Institute for Research on World-Systems

University of California-Riverside

            Science and technologies both have consequences for, and are affect by, the global political economy. Though both the sciences that enable genetic modifications of organisms and the commercial activities that emerge from the application of these new techniques are unique in many respects, they also share important characteristics with older innovations and business sectors, so that a historical and comparative approach to “new lead industries” can shed light on the present and the future of GMOs in the global political economy.

            Obviously both the overall rates of economic growth and the spatial distribution of economic growth have consequences for the funding of basic science and the development of commercial applications. So biotechnology will be slowed or speeded up depending on the ebbs and floods of the global political economy over the next few decades. Stable governance and growth will be favorable, while stagnation and conflict will slow down biotech science and commercialization.

            And biotechnology may itself have an impact on the trajectories and patterns of international development, cooperation, competition and conflict. Here we may learn from comparing biotechnology to earlier new lead industries – e.g. steam power, electrification, information technology and nuclear energy. New lead industries have stimulated waves of economic development by fundamentally transforming processes of production. And they have played an important role in the rise and fall of leading (hegemonic) national economies such as the United Kingdom of Great Britain in the nineteenth century and the United States in the twentieth century. One important question about biotechnology concerns the role that it will play in a possible future revitalization of U.S. economic hegemony in the next decades.

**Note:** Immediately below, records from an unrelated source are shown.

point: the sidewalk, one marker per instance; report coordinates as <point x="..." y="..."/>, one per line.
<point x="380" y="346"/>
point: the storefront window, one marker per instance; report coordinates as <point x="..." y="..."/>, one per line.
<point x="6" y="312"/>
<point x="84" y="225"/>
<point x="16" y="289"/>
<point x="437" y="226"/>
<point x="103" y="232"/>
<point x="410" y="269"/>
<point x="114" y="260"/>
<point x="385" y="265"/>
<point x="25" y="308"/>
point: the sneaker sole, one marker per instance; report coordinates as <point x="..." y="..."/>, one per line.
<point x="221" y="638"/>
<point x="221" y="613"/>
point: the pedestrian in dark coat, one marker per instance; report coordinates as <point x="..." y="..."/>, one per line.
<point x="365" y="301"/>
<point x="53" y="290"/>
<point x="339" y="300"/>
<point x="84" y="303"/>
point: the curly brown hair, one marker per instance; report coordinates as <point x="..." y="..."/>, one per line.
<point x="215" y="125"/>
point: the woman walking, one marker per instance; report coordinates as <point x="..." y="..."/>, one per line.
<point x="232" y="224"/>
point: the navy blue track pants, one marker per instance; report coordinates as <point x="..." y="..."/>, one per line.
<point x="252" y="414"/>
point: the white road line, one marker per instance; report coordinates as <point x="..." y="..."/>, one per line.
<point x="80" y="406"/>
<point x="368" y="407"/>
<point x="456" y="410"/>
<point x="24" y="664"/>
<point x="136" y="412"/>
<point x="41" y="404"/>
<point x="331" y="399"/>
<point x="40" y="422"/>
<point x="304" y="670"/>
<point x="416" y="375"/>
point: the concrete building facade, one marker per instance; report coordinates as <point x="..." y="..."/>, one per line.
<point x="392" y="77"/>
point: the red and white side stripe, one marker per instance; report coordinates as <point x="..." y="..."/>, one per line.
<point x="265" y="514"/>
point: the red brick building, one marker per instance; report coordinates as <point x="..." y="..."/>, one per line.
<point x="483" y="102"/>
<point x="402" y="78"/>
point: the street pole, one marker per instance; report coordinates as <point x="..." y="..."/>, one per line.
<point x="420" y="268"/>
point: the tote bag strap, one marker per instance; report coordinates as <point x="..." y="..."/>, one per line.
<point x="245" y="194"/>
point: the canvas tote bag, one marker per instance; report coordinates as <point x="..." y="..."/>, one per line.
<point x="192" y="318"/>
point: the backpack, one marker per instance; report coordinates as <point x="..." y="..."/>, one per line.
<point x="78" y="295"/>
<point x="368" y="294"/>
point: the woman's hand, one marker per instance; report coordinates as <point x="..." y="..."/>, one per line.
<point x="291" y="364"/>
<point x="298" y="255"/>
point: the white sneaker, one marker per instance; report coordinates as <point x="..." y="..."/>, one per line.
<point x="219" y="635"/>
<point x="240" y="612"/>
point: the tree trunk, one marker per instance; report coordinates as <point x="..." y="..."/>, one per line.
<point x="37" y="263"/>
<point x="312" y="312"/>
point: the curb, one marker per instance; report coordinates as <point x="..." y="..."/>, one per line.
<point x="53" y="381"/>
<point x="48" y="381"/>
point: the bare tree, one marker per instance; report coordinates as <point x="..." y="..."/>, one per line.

    Much of the recent attention paid to the international aspects of agricultural and medical biotechnology impacts has focused on North/South issues about the patenting of genomes and the effects of the industrialization of agriculture on peasantries in the Third World. But there is also a North/North aspect that has emerged with resistance in Japan, the United Kingdom and Europe to genetically modified foods. Significant popular resistance to genetically modified foods could be an important factor affecting the profitability of food-producing biotechnology. The perception of significant risks, as in the nuclear power industry, can influence both science and commerce. And to the extent that biotechnology is perceived as new technology in which the U.S. has a significant advantage, anti-U.S. sentiment may fuel further resistance to biotechnology. Thus can geopolitics be an important factor.

        It is commonly believed that the high start-up costs of biotechnology research and development should retard the emergence of competitors. This has been seen as part of the explanation for why biotechnology research, development and commercialization in Europe and Japan have lagged behind the U.S.  But there have been some developments that cast doubt on these characterizations. The Peoples’ Republic of China began a substantial state-sponsored initiative in biotechnology in the 1980s and many important products of this program have been implemented in Chinese agriculture on a huge scale, with allegedly great beneficial effects. Singapore has also succeeded in establishing a successful biotechnology sector by targeted investments and the importation of scientific talent from abroad. These start-ups imply that entry into the biotechnology industry is not as restricted as had been assumed, and that competition for shares of world demand for the products of biotechnology will speed up the product cycle, making it more difficult for particular countries, including the U.S., to garner technological rents for very long.

            In the long run there is little doubt that biotechnology science and commerce will provide useful outcomes, but the coming decades may see increasing disputes about biotechnology that will have important consequences for both science and business. Business cycles and contentions for world leadership will be important contextual factors, and biotechnology may itself play an important part in these global processes.